Top Five Agri-Food Innovation Excellence Awards Recipients
The Premier's Award for Agri-Food Innovation Excellence recognizes innovations that improve existing products, create jobs and drive economic growth. The following five award winners were announced and recognized at the annual Premier's Summit on Agri-Food. They are also among 50 regional award recipients being recognized for their innovations this year.
Kaley's Acres - Castleton (Northumberland County)
These days, more and more nutrition-conscious consumers are reaching for kale. And what tastier way to enjoy it than in the form of chips? In 2009, Draupadi and Adrian Quinn converted 10 acres of former tobacco fields into kale production. The hardy crop has an exceptionally long growing season that extends right until December. The real magic however happens in the 5,000-square-foot on-farm processing facility. Here, the nutrient packed leaves are transformed into five different flavours of raw, guilt-free snacks. Annual sales have sky rocketed, and the operation employs 15 seasonal and year-round workers. With demand strong and growing, the Quinns are now planning to open a 20,000-square-foot processing plant down the road that will process 20 tonnes of kale a week.
A Driedger Farms Inc. - Wheatley (Essex County)
Tomato harvesting can be a messy affair. To make room for large tractors and transport trailers, producers have traditionally used mechanical vine trainers to push the plants out of the way. Unfortunately, the result is often entire trailerloads of split and squished product. Now, an innovation out of Essex County is helping farmers make haste without the paste. A Driedger Farms Inc. developed a self-propelled machine with a disc head assembly in front of the chassis. The system gently lifts and transfers entire rows of tomato plants to neighbouring rows with no damage to the fruit. Even better, it speeds up harvesting by 19 per cent. With potential applications in cucumber and other vegetable fields, the equipment could give farmers across Ontario a softer touch.
Leaders in Innovation Awards
Rheault Distillery - Hearst (Cochrane District)

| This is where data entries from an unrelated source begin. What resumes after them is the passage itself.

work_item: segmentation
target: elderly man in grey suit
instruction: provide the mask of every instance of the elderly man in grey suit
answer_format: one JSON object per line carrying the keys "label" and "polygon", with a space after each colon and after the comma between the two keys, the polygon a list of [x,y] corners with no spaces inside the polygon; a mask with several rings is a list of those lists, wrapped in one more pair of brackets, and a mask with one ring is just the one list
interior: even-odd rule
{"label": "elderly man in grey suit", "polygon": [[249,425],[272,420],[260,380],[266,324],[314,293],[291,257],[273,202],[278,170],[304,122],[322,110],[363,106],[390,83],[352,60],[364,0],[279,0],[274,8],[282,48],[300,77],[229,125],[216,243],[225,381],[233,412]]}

Northern Ontario and Russia have more in common than just long, cold winters. They also have alpha vodka. In the town of Hearst, Rheault Distillery uses a recipe from the Romanov Empire to create a quadruple-distilled wheat-based alcohol. And while the distillery won't give away all its secrets, it will reveal its use of milk in its final stage of distillation. The result is a smooth, subtle taste with a silky finish. Rheault believes northern wheat is particularly well suited to vodka production: the long hours of summer daylight create a grain with higher sugar content. With LCBO sales growing rapidly this year, the small-batch artisan distillery is creating a new market for local wheat producers -- and a taste of Russia half a world away.
The Garlic Box - Hensall (Huron County)
In the 1990s, less expensive, imported garlic almost wiped out Ontario's commercial garlic production. In 1998, The Garlic Box pushed back. It developed a range of value-added products such as oils, salts, condiments and seasonings, all made with locally grown garlic. The processor also began experimenting with flash-freezing whole peeled cloves. After much trial and error, The Garlic Box now offers convenient packages of frozen cloves that provide customers with Ontario garlic year-round. In the process, the company has transformed a low-value crop into a premium product. It's an innovation that's sure to open the door to new markets for local growers. Who doesn't love a good comeback story?
Truly Green Farms - Dresden (Municipality of Chatham Kent)
Inside Truly Green's 22.5-acre Chatham greenhouse, the ripening tomatoes aren't just fresh and flavourful. They're also carbon neutral. Truly Green was established next door to the GreenField Ethanol plant to take advantage of the carbon dioxide the plant emits. Not only does using the CO2 promote tomato growth, it ensures that 15,000 metric tonnes of planet-warming gases stay out of the atmosphere each year. That's the equivalent of taking 3,000 cars off the road. Over the next ten years, Truly Green plans to expand to 90 acres of greenhouse production, sequestering even more CO2 from its neighbour. By taking advantage of the ethanol plant's waste heat, Truly Green also keeps its own energy use to a minimum. Now that's a tomato you can feel good about.